Introduction: Atrial fibrillation (AF) is a heart condition primarily affecting the elderly. Catheter ablation (CA) is the most effective long-term solution for persistent AF. A novel CA approach, centered on spatio-temporal dispersion (STD), linked to zones sustaining the arrhythmia, has been proposed. STD areas are clusters of EGMs, that display interelectrode spatio-temporal dispersion at a minimum of two adjacent bipoles such that activation spreads over more than the 50% of the AF cycle length. Our objective is automatically classify STD in 10 lead multipolar electrograms (EGM), without relying on machine learning (ML).
Challenges: STD classification at the block involves visually detecting peaks to identify local activations time shift. Conventional signal processing methods often fall short.

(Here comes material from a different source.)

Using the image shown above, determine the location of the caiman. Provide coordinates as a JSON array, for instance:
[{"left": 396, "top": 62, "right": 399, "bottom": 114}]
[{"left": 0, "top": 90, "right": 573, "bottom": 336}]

Methods: We built a peak based mathematical pipeline. It mimics the cardiologist classification process. It breaks the signal in frames of 0.162 seconds (average AF cycle length). It identifies peaks as global maximum per window, corresponding to local activations. Following the STD definition AF activation time is compared. The possible cases are: i) no time shift (no STD), ii) time shift (STD): a) constant > 50% AF cycle length , b) intermittent, c) gradually increasing (STD), iii) others (no STD).
Results: The dataset is composed by 430 samples (10 leads each), 112 STD and 318 non STD. Data acquired from 53 persistent AF patients at Nice Pasteur University Hospital, relabeled offline to remove annotation errors. Local activation is considered as peak of interest, per each cycle to identify if STD occurs or not. F1 score is 0.571, (Acc 0.549 AUC ROC 0.510 PPV 0.270 Sens 0.429 NPV 0.746 Spec 0.592) comparable to 0.41 obtained with ML.
Conclusion: Results underscore the importance of identifying peaks to classify STD. Over ML, the explanatory mathematical approach gains in performance and improves interpretability for cardiologists.